Ma il dibattito è antico, rileva Il Fatto quotidiano, e da decenni si parla di eccessiva femminilizzazione della scuola italiana. Secondo i dati più recenti le donne rappresentano il 79% del corpo docente, percentuale che sale fino a quasi il 100% nelle scuole dell’infanzia, al 95% nella scuola primaria e all’85% nella scuola secondaria di primo grado. La situazione cambia un po’ nella scuola secondaria di secondo grado dove le professoresse rappresentano in media il 59% del totale anche se le percentuali variano in base al tipo di istituto. Ad esempio, si sale all’85% nei licei pedagogici.
Sulla base di queste percentuali, la prof Mapelli spiega: “La conseguenza della femminilizzazione è che vengono meno figure maschili autorevoli di riferimento che sarebbero importanti per i bambini e per i ragazzi che in genere hanno come unico parametro il padre, spesso assente. Inoltre molti di loro vivono la scuola come un luogo di donne, dalle quali mantengono un certo distacco e diffidenza. Questo crea un allontanamento verso la cultura in generale che viene identificata come femminile. Il fenomeno ha conseguenze disastrose: gli uomini leggono meno, vanno meno a teatro e al cinema, rendono meno a scuola in termini di voti e si laureano meno delle donne”.
La femminilizzazione diminuisce però con l’aumentare del livello: all’università le docenti universitarie e le ricercatrici sono il 35% del totale (erano il 14% nel 1959) e si scopre pure che le donne che coprono il ruolo di rettore sono poche unità in tutta Italia (secondo i dati del Miur del 2013 sono 5 su 78).
E’ considerato invece poco prestigioso insegnare nei gradi inferiori della scuola. “Le ragioni sono soprattutto culturali – dice Mapelli. – Infatti si ritiene che l’insegnamento rientri nella categoria dei lavori di cura e quindi femminili.
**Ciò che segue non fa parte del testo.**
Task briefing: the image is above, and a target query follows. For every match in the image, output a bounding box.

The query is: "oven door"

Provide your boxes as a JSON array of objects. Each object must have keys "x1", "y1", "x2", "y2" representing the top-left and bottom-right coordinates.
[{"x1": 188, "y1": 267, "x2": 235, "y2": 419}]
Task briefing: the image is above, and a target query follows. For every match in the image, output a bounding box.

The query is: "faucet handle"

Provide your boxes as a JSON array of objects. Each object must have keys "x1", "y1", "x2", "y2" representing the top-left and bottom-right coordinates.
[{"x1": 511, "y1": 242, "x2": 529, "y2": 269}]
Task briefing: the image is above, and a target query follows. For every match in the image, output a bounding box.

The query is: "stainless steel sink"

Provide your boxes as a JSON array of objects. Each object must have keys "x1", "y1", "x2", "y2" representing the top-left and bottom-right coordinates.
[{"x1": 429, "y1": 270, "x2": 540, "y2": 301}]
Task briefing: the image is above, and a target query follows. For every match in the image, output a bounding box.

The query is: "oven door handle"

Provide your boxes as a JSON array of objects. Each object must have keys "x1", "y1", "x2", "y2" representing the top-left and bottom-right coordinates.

C’è un evidente stereotipo di genere alla base di questa situazione. E’ un discorso complesso che con altre studiose e studiosi abbiamo affrontato negli anni scorsi senza però mai riuscire a trovare i luoghi adatti per avviare un cambiamento. Purtroppo è un fenomeno che penalizza i pochi uomini che invece riconoscono l’importanza del valore sociale e culturale dell’essere insegnanti. Si tratta di uomini motivati che però si trovano in un mondo tutto femminile che li tratta con un certo sospetto. Mi raccontava un maestro di asilo che il primo giorno di scuola è sempre un disastro perché quando le mamme accompagnano i figli e si trovano davanti un uomo dimostrano una forte resistenza. Questi uomini devono conquistarsi una fiducia che non è scontata. Senza contare che, a livello sociale, sono considerati dei lavoratori di serie B”.